Biegun's trip to negotiate such important unresolved issues, just weeks before the talks, reflects the top-down diplomacy that Trump and Kim appear to prefer. The American envoy had his first meeting with Kim Hyok-chol, his newly appointed North Korean counterpart, only three weeks ago in Washington.

President Moon Jae-in of South Korea has said that Trump's apparent strong desire to become the U.S. leader who ends the North Korean nuclear threat, along with Kim Jong Un's announcement that reviving the North's economy is his top priority, have increased the chances for a breakthrough in the decades-old nuclear dispute.

"We hope that both leaders will take more detailed and concrete steps in Vietnam," Moon's spokesman, Kim Eui-kyeom, said Wednesday, urging both sides to learn from the American experience in Vietnam.

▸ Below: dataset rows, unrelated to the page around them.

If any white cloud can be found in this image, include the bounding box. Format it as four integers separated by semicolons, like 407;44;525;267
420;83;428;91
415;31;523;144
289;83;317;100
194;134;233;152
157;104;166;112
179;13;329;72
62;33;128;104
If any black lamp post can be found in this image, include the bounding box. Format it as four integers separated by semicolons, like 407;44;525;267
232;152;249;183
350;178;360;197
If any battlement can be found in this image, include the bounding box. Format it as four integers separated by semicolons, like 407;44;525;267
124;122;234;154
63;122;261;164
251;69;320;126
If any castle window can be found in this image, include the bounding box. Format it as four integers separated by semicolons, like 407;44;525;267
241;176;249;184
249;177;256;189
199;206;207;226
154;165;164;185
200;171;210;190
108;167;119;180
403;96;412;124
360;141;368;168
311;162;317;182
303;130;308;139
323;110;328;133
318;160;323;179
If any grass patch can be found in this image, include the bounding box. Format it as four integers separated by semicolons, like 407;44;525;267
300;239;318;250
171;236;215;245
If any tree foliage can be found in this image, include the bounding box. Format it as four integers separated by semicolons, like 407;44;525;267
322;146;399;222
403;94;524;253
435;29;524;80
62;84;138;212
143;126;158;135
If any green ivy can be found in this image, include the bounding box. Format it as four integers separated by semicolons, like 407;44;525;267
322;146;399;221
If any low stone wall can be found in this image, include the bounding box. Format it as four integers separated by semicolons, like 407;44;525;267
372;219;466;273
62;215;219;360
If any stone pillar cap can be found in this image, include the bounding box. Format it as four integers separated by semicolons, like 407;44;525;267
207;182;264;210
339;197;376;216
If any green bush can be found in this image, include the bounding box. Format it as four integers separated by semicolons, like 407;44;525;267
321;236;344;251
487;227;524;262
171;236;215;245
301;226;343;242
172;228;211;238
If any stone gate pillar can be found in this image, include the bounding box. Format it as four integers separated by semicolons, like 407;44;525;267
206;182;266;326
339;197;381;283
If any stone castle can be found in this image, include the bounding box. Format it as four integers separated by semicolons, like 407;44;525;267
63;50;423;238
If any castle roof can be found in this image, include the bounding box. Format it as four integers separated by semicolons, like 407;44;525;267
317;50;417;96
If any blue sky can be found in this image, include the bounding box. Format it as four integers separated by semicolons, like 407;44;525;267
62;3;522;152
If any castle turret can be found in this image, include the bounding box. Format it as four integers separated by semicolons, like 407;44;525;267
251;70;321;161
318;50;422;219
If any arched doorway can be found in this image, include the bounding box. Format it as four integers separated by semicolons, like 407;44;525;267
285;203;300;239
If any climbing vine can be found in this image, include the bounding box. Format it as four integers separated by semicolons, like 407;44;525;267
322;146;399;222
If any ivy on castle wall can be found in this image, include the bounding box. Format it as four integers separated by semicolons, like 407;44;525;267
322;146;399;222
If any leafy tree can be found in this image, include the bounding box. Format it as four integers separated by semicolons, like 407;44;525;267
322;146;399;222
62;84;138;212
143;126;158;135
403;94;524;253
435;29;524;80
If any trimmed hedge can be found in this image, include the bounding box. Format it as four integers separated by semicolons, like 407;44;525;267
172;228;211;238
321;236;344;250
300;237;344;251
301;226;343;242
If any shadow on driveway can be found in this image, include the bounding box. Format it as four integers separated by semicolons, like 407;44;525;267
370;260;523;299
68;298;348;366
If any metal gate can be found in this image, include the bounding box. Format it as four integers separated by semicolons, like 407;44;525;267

In Vietnam, a one-party Communist state where government offices were closed Wednesday for the Lunar New Year holiday, Trump's announcement was noted in the state-controlled news media. Le Thi Thu Hang, a spokesman for the Vietnamese Foreign Ministry, said in a statement that the country "strongly supports dialogues held with a view to maintaining peace, security and stability in the Korean Peninsula."

Biegun said last week that Trump's bold approach had allowed more room for maneuver than any of the envoy's predecessors had. His North Korean counterpart is from the State Affairs Commission, a powerful agency that reports directly to Kim Jong Un.

"It's a positive sign that the working-level teams of both sides are headed by figures who are considered flexible and deeply trusted by their leaders," said Cheong Seong-chang, an analyst at the Sejong Institute in South Korea.

But analysts have long warned that Kim could try to give up just enough of his nuclear weapons program to create the illusion of progress, allowing Trump to claim victory while leaving unchanged the North's long-term goal of being recognized as a de facto nuclear weapons state.

"This is like the train racing ahead without even knowing where its final destination is," said Cheon Seong-whun, an analyst at the Asan Institute for Policy Studies in Seoul. "If they produce another half-cooked agreement in the second summit and fail to specify what their final goal is, it would only help make North Korea's nuclear arsenal a fait accompli."